Let that sink in, please. 

You are responsible. Responsible. Not because you carry blame, but because if you consider me your equal, and you recognize that my voice is not considered equal, you have a responsibility to speak the truth. Which leads into: 

2) "Responsibility" is not synonymous with "blame." To say that all men are responsible for rape culture is not the same as saying that all men are to blame for rape culture, or at fault for, or championing, or cheerleading rapes as they occur. One word can have multiple definitions, and we all know it: responsibility is also defined, from multiple sources, as: 

1) having an obligation to do something, or having control over or care for someone, as part of one's job or role; 2) able to be trusted to do what is right or to do the things that are expected or required; 3) having a capacity for moral decisions and therefore accountable; 4) capable of rational thought or action

Not a single one of these definitions is archaic or obscure. I can't help it, guys, but I get incensed when you prioritize defending your own bruised sense of honor I'm not a rapist not a rapist not all men no no no! over basic reading comprehension; I get furious at the knee-jerk anger, defense, and even, recently, the fact that there are men who will belittle my voice in a discussion of rape culture because my "objectivity is diminished by the fact that I have been raped." Yes, friends, there are people walking around, paying taxes, raising children, operating motor vehicles, and voting in presidents who believe that intimate knowledge of a subject disqualifies you from discussing it. 
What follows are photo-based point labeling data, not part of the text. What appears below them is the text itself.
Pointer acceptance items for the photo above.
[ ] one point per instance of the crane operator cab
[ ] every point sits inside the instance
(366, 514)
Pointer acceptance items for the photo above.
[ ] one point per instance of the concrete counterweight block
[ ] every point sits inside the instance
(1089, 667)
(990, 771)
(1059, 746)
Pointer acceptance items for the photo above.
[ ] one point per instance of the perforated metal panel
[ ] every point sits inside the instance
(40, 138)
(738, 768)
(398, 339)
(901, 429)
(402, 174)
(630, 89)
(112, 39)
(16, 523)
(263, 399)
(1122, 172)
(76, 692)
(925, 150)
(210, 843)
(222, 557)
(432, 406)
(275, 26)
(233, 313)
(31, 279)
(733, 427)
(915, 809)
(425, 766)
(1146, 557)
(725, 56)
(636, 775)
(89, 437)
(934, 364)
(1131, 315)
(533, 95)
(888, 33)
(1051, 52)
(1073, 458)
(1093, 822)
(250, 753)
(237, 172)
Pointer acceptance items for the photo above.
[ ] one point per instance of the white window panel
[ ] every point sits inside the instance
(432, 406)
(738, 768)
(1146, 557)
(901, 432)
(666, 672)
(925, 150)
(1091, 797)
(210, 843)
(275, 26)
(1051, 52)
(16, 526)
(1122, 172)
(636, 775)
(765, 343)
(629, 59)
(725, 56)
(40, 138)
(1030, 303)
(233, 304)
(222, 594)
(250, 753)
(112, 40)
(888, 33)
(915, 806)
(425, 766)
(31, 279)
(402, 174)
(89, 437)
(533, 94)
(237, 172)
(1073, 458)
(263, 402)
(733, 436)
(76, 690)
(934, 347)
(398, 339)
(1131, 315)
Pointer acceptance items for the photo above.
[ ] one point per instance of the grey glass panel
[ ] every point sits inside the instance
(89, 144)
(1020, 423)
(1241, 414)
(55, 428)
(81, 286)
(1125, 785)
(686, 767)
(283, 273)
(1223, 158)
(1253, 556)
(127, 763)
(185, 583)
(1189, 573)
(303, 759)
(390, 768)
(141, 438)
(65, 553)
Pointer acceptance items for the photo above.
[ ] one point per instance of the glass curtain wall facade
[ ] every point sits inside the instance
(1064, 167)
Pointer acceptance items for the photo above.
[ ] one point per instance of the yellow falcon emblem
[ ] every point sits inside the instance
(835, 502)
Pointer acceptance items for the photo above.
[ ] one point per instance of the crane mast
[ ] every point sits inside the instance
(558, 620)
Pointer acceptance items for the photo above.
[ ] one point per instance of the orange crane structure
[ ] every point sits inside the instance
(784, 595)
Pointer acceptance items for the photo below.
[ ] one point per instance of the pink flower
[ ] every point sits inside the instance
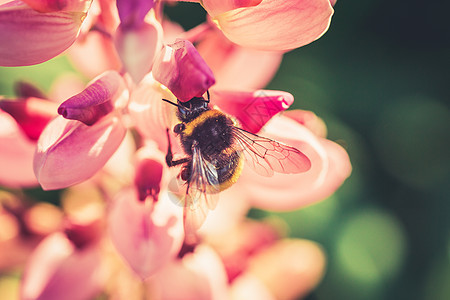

Can you see the predicament? Damned if you do, damned if you don't. If you've been raped, your voice is tainted; if you haven't, but you still speak, you're an angry feminist looking for reasons to be angry; if you expect men to speak out and act out against rape culture, you're calling them rapists. If you say nothing, it will eat you alive. 

And you know one of the worst, most maddening, most saddening things? Some of the most honorable men I know, who peripherally offer me the most hope and healing just by virtue of knowing them and seeing how they relate to the women in their lives, are the ones who get the most incensed when I say that all men are responsible for rape culture. Some of the men who are doing most of the work to eradicate rape culture within their circle of influence are the ones who get most instantly offended at the idea that they're responsible to do the good work they're already doing, simply because someone said it in very direct terms. But they'll never see it like that; they'll never recognize their own unnecessary picking-up-of-offense. Because all their ears heard is that I lumped them in with rapists, or called them a rapist, or some such. And the best they have to offer is to chastise me that not all men are rapists or subjugate women or blah blah blah blah blah as though I'm some kind of lives-in-a-van-down-by-the-river who doesn't already know that

Speaking strictly in terms of men: 

If you raise your sons to respect women and consider them equals because it's the right thing to do, you are shouldering responsibility for rape culture, and teaching them to do the same. 

If you raise your sons to reject sexist/sexually violent humor because it is inappropriate, you are shouldering responsibility for rape culture, and teaching them to do the same. 

If you make clear your disapproval at themes of gender unbalance, sexually-violent or degrading humor, etc., you are shouldering responsibility for rape culture, and expecting others around you to do the same.

If you express disapproval at themes which subjugate women intellectually, sexually, or otherwise to men, you are shouldering responsibility for rape culture by making your views known to those around you.

Don't get pissed off at me, or others, when it's pointed out. It doesn't mean what you're quick to assume it means. 

I'm actually thanking you. 

So thank you. Again. 

1 comment:

  1. I just wanted to let you know that I am praying for you. I always loved to read your thoughts. You are a good writer and it was fun reading what your thoughts were and what creative things you were baking. I can tell how hurt you have been by an awful act that no one should go through. I know God is with you through those times and that he grives with you and loves you. Don't give up hope. You bring much happiness to the world.